On Jan. 7, multipurpose and household cleaner company WD-40 (NASDAQ: NASDAQ:WDFC) came out with its Q1 FY 2015 earnings announcement. WD-40 could have done better. However, there are some bright spots worth noting. Let's take a look and see what is going on with this company.
Revenue increased slightly
In the most recent quarter, WD-40's overall revenue expanded 0.85% year-over-year. WD-40's famous multi-purpose products contributed to the entire overall gain in revenue (see table below). The Americas region grew its revenue 2% year-over-year. Latin Americans are heavily adopting the useful product which overcame softness in more developed regions. Sales in the United States remained constant according to the earnings announcement. WD-40 could have run some promotions coupled with cost control measures to cover marketing costs to entice more customer purchases in that region as well. In Canada, WD-40 saw decreased sales due to "changes in distribution and the timing of customer specific promotions" which means the challenges in the region could be temporary.
Also, within the Europe, Middle East, Africa and Indian regions (EMEA), WD-40 saw demand decline when promotional activity was lifted. Moreover, adverse currency translations served as a headwind in this region. Robust growth in the Asia-Pacific essentially served as an offset against revenue declines in that region.
WD-40 Q1 FY 2015 Sales by Product (In Thousands) | ||||
Product | 11/30/2014 | 11/30/2013 | Gain | % Change |
Multi-purpose maintenance products | $84,904 | $83,986 | $918 | 1% |
Homecare and cleaning products | $11,449 | $11,555 | -$106 | -1% |
Total | $96,353 | $95,541 | $812 | 1% |
WD-40 Q1 FY 2015 Sales by Geography (In Thousands) | ||||
Geographic region | 11/30/2014 | 11/30/2013 | Gain | % Change |
Americas | $44,773 | $44,062 | $711 | 2% |
EMEA | $34,591 | $36,516 | -$1,925 | -5% |
Asia-Pacific | $16,989 | $14,963 | $2,026 | 14% |
Total | $96,353 | $95,541 | $812 | 1% |
Source: Company earnings announcement
Net income declined
While WD-40's revenue barely gained, its quarterly operating expenses expanded 4% contributing to a 6% decline in net income vs. the same time last year. WD-40 faces market saturation in more developed regions which means that part of the profitability expansion needs to come from overall cost control.
Free cash flow expanded
WD-40's free cash flow expanded 41% vs. the same time last year. Favorable changes in assets and liabilities contributed to this vast increase in free cash flow, especially in the other assets and inventory category. Operating cash flow expanded 40% easily overcoming the 33% increase in capital expenditures.
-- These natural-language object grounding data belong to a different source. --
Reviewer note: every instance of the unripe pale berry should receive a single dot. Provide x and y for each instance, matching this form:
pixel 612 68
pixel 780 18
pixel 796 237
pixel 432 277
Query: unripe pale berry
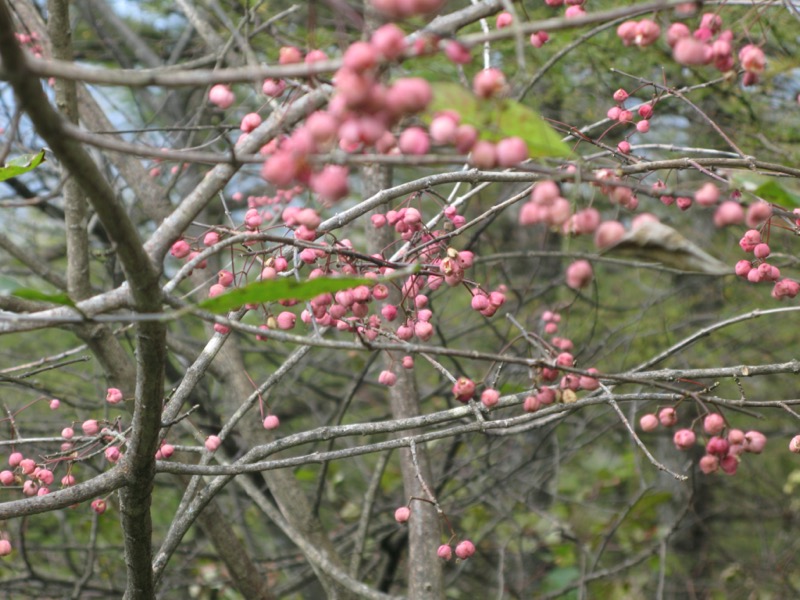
pixel 180 249
pixel 490 398
pixel 667 417
pixel 212 443
pixel 709 464
pixel 113 396
pixel 729 464
pixel 465 549
pixel 402 514
pixel 488 83
pixel 463 389
pixel 684 439
pixel 713 424
pixel 483 155
pixel 754 441
pixel 90 427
Balance Sheet is excellent
WD-40 possesses an excellent balance sheet which is a rarity. WD-40's $89 million in cash and short-term investments equates to a whopping 56% of stockholder's equity. I like to see companies maintain a cash and short-term investments balance equating to more than 20% of stockholder's equity to get them through rough times. WD-40 possesses no long-term debt which means it doesn't further constrict net income and free cash flow with interest cost.
Dividend
WD-40 pays a dividend. The best way to gauge dividend sustainability is to compare how much a company pays out in dividends vs. its free cash flow. In the most recent quarter, WD-40 paid out 63% of its free cash flow in dividends. In FY 2014, WD-40 paid out 61% of its free cash flow in dividends. I like to see companies pay out 50% or less of their free cash flow in dividends and retain the rest for reinvestment back into the business. Currently, the company pays its shareholders $1.52 per share per year and yields 1.8%.
Looking ahead
WD-40 is a good company that sells a pragmatic and needed product. The company has given its shareholders a total return of 22% vs. 7% for the S&P 500 since I first wrote about it in August (chart below).
WDFC Total Return Price data by YCharts
Currently, the company trades at a P/E ratio of 30 vs. 19 for the S&P 500 and 23 for the company's five-year average making it vastly overvalued. Investors may want to wait for a correction before buying.